FZ: He was Amsterdam’s crazy amateur boxing champion. My mother and he were crazy about each other, but there was a huge difference in erudition. She was an intelligent, incorruptible woman and I think one of the first real feminists. He was a bit of a bruiser from a poor family. His family had only one white shirt – and they all fought for it on Saturday to go into the city. And why did they go to the city? To fight. He died when he was 42. So I was actually brought up without a father for most of my youth.

My mother literally dragged us through the war. We had nothing. No food. I weighed something like 90 pounds while I was just as tall as I am now. I couldn’t climb stairs anymore. So I couldn’t go to the soup kitchen for a handout. My mother was the only one who kept her footing. Her six children just lay in bed. My father had worked for the railroad as first signalman, so he had a pension from the railroad company. A labourer’s pension. If she hadn’t managed to scrape together something to eat, we would have all died.

Q: There is a great deal of eroticism and there are many distorted power relationships in your films. Do you learn anything about yourself by watching your own films?

FZ: According to Trix, I’ve have never been as clear about myself as I am in my films. But I didn’t not see that at all when I was making them. I didn’t interpret those films. Others did, but what they said was often beside the point. I can still remember a screening – Trix and Monique Toeboesch were sitting on a bench in the film – and you know what someone said to me? “Say, I didn’t know that you wife was a lesbian.

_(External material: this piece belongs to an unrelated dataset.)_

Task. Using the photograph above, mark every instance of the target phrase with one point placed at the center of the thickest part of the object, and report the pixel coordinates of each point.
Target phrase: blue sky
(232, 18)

How terrible for you!” An adult man said that, a family doctor. I explained: “We’re just making a film, you know.” He acted a bit angry, “Look, you can see it too… Take a look!” I said, “I don’t see anything. I certainly don’t see that.”

I can remember Pentimento (1978) being screened in Rotterdam. The theatre was full of feminists saying I should be done away with. “It should be against the law that ever receive another cent!” And wherever that film was shown, they stormed the projection room in groups of ten, grabbed the projector and pitched it into the street, film and all. That happened a couple of times.

Q: Did that upset you?

FZ: No, something I like a lot less is when, for instance, I expect a really strong effect from a scene an right at that moment I see people leaving the movie theatre… If you don’t see anything at all, and you stand up… that’s… Well, that’s not really irritating but it leave me feeling awfully helpless. It’s just like when someone says, “Well, you know you that Bach’s compositions are just repeating fractions.”

Q: What is your own favourite film?

FZ: In my opinion Spare Bedroom (1970) and Living (1971) have a peculiar indefinable atmosphere. That quirky fidgeting and then the whimpering of the music… When I last saw the film I thought: how did I ever come up with that? I would never be able to do it again now.